Yani Gagnon, copropriétaire de Pascan
Pilotes d'avionAgrandir l’image (Nouvelle fenêtre)

Pilotes d'avion

Photo : iStock

Coûts de formation et liaisons précaires

Cette situation entraîne des coûts de formation très élevés pour le transporteur, qui dépense en moyenne 25 % du salaire versé à ses pilotes en formation.

« C'est une formation continue [...] et le type d'appareil qu'on opère, malheureusement, il n'y a pas de simulateur au Québec, il est à Seattle. Donc, chaque fois, c'est des déplacements : avion, hôtel, dollars américains... les coûts se cumulent. »

Yani Gagnon précise que jusqu'à maintenant, aucun vol n'a dû être annulé en raison du manque de pilotes, mais il affirme que la situation pourrait changer si la pénurie se poursuit.

Un avion sur une piste de décollage Agrandir l’image (Nouvelle fenêtre)

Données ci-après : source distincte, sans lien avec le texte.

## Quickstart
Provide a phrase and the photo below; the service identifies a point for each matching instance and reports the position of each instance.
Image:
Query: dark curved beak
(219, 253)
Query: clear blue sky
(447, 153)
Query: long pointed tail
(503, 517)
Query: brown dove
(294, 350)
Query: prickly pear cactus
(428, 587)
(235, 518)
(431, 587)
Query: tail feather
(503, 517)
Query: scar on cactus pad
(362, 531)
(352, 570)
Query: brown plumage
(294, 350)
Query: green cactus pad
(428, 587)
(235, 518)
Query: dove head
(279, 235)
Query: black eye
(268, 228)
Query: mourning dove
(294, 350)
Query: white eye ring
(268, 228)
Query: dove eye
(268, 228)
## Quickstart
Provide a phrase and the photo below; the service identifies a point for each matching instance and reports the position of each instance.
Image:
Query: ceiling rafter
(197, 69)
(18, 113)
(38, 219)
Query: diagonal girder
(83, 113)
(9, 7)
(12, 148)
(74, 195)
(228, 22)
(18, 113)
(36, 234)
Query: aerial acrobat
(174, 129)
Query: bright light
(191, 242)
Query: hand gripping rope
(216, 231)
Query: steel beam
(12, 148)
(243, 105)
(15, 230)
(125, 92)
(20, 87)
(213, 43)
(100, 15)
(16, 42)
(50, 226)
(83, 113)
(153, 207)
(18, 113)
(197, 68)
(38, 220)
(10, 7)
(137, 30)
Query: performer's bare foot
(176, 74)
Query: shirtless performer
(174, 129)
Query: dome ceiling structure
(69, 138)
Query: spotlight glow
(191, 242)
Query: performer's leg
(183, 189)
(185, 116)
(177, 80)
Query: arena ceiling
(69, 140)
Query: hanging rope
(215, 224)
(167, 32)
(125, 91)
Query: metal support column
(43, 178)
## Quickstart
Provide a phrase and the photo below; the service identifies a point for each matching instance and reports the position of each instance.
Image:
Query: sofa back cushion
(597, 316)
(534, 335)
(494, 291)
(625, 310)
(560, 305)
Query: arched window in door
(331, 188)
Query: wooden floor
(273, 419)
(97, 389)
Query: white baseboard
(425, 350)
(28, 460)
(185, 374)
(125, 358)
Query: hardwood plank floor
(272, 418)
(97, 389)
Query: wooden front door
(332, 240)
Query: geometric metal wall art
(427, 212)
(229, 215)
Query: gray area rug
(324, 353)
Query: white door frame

Le 23 décembre est l'une des journées les plus achalandées du temps de Fêtes à l'aéroport international d'Ottawa.

Photo : iStock

John McKenna, pour sa part, n'hésite pas à dire que certaines liaisons, comme celle de Sunwing de Mont-Joli vers la République dominicaine amorcée en décembre, pourraient être compromises.

« Si la situation continue de s'aggraver, si un transporteur doit faire un choix en raison d'un manque de pilotes, il va mettre en priorité celles où la demande est la plus forte. »

Pilotes moins expérimentés

Selon le propriétaire du Centre de formation aéronautique de Québec, Yves Labbé, la pénurie a aussi pour effet de priver les écoles de pilotage de chefs pilotes pour former la relève. Ces derniers se font recruter par les transporteurs et les pilotes qui viennent de compléter leur formation, quant à eux, se retrouvent très rapidement sur les grandes lignes :

Règle générale, il y a 5 ans, on parlait d'un 5 à 8 ans [avant de piloter sur les grandes lignes]. Maintenant, on a des gens qui se retrouvent sur des lignes comme Canada Jazz en dedans de 2 ans. C'est très vite par rapport à ce qu'on avait dans le passé.

Yves Labbé, propriétaire du Centre de formation aéronautique de Québec

M. Labbé précise cependant que la technologie s'est améliorée et que les entraînements sur simulateur sont maintenant très efficaces. Il ne croit donc pas que la sécurité des passagers soit compromise.